Text: Kincaid, Jamaica, Annie John, Farrar Straus Giroux, 1985.
Summary of Chapter Seven: The Long Rain
During a heavy period of rain that lasts for three months, Annie becomes sick and takes to her bed. Her mother and father take her to the doctor, a man from England named Stephens. He cannot find anything wrong and recommends rest and a good diet. In her own perception, she sees a black cloud in her head and hallucinates. She cannot remember anything. The obeah woman, Ma Jolie, comes and makes marks on her and does rituals, gives herbs, and protects her from spirits. They cannot help her. Annie does strange things like give her photographs a bath, erasing the faces. After that, her grandmother, Ma Chess, a more powerful obeah woman, comes from Dominica to care for her. When Ma Chess's favorite son, Johnnie, was ill, Pa Chess sent for the doctor, and John died. Ma Chess never spoke to Pa Chess again because he would not let her use native medicine on her son. Ma Chess stays with Annie in her room and sleeps with her at night until she is herself.
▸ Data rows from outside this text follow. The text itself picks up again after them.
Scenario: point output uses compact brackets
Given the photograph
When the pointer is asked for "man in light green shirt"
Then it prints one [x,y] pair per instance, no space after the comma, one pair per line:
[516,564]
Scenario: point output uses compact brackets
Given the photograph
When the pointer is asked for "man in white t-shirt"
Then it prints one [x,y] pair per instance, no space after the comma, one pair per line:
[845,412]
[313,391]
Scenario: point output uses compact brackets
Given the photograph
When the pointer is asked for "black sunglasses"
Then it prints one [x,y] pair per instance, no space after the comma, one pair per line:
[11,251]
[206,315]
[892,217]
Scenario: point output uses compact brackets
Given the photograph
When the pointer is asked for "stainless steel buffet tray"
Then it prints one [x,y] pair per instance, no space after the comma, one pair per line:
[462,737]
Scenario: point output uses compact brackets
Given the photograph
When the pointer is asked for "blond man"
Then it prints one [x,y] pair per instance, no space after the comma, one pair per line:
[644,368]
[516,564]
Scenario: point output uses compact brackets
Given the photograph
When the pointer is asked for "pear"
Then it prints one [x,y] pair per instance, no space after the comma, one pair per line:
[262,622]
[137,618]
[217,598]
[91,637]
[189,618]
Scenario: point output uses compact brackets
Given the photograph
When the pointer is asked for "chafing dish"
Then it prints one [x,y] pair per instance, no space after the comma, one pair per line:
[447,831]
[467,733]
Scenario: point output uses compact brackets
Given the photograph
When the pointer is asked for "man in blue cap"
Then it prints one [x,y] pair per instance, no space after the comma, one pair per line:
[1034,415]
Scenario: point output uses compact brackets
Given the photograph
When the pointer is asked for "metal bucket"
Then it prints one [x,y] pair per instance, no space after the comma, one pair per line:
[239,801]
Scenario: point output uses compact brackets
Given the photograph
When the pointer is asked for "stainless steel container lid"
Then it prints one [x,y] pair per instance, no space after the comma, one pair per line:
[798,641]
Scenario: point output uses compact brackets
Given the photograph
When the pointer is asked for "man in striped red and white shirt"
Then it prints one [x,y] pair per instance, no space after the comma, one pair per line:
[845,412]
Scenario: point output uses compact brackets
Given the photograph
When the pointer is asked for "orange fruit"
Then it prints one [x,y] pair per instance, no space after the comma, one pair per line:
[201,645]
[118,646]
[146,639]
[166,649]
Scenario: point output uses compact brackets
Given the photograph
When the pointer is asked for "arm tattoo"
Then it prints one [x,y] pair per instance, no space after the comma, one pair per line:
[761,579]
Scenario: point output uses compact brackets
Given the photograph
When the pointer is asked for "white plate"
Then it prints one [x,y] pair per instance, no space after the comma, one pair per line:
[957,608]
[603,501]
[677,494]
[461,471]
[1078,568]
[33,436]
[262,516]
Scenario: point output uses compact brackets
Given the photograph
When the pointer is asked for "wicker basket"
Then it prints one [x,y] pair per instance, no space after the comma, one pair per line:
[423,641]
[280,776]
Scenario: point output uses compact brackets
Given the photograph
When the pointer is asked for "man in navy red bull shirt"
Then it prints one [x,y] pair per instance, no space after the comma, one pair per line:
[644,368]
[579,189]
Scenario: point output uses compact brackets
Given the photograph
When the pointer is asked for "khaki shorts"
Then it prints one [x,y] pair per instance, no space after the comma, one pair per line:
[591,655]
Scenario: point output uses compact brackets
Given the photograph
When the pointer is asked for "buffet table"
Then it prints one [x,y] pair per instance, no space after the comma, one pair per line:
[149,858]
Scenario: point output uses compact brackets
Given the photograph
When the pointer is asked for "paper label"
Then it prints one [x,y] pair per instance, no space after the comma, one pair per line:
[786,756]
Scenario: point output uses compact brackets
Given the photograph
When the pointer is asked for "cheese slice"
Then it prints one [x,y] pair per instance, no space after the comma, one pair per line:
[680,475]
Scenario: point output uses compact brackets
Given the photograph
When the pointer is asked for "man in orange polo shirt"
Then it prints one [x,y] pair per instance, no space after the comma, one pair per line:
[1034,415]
She cares for her as if she is an infant.
Annie's sickness and the rain stop after three months. She stops hallucinating. Her depression, however, does not lift, for she feels her life a burden and wishes she could go somewhere she is not known. When she goes back to school, she invents a new persona, a different voice, and behaves with the authority of a queen. She intimidates others and does not take anything from them.
Commentary on Chapter Seven: The Long Rain
Annie has a sort of breakdown because she is depressed and does not know how to continue or transform her life. Western medicine does nothing for her, and it is implied, is not as powerful as native medicine for many things. Ma Chess understands what to do for her granddaughter. She mothers her, treating her like an infant, including holding her and sleeping with her. Annie responds and has a sort of rebirth. She invents a new personality for herself to hold others at arm's length, assuming a new authority over the other girls. It's as if she is saying that she has traveled to a far country they know nothing about, and they have nothing to teach her. She makes herself into someone special and unique, enjoying her power over them. She feels more mature than the other students, who seem backward and childish to her.
Though Annie has a problem with her mother, both parents are shown as caring for her and trying in every way to make her well. They do not understand her, however, something she cannot forgive. Only the grandmother knows what she needs—attention, love, and physical care. She feeds her by hand and stays with her every moment until she is better. She recreates for Annie the lost unity with the mother.